Sürekli duyduğumuz, gördüğümüz popüler kültür nedir? Öncelikle oradan başlayalım ardından bu kültürün medya kanadıyla tam içimize nasıl sindirildiğinden bahsedelim istiyorum.

20. yüzyıldan sonra özellikle toplumsal modernleşme ile toplu kültür olarak yayılan, kavram olarak kültürel gelişmeleri ve günlük uygulamaları kapsamakta, aynı zamanda genel ve tarafsız olarak eski halk kültürü kavramı yerine geçmekte. Popüler kültür daha çok bir alan jargonu iken, pop kültürü daha çok ortam jargonu olarak kabul görmektedir. Türk Dil Kurumu sözlüğüne göre ise, popüler kültür kavramının tanımı "isim; belli bir dönem için geçerli olan, hızlı üretilen ve hızlı tüketilen kültürel ögelerin bütünü" olarak açıklanmıştır.

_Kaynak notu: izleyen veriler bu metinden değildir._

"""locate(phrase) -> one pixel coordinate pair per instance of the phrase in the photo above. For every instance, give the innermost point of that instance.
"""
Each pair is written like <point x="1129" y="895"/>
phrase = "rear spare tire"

Popüler Kültür, Batı’da sanayileşme ve modernleşmeyle birlikte kentin kültürü olarak ortaya çıkmış, kentte gün boyunca çalışan insanlara, yorgunluklarını ve sorunlarını unutturan “gündelik hayatın kültürü” olarak kabul edilmiştir.

Kitle iletişim araçları ile kültürel ögeler birbiriyle bağlantı içerisindedir. Kitle iletişim araçları, daha ‘popüler’ deyimle medya, bugün, toplumdaki anlamlandırma sürecini, neredeyse tekeline almış bir kurumdur. Medya kavramı, ne bir teknolojiyi, ne ideolojiği ne kapitalist bir durumu, ne de bir kültürü niteler.

Medya popüler kültürün aktarım amacı olarak görev almaktadır. Özellikle televizyon bunun en net aracıdır. Toplum televizyon sayesinde daha fazla kitleselleşmektedir.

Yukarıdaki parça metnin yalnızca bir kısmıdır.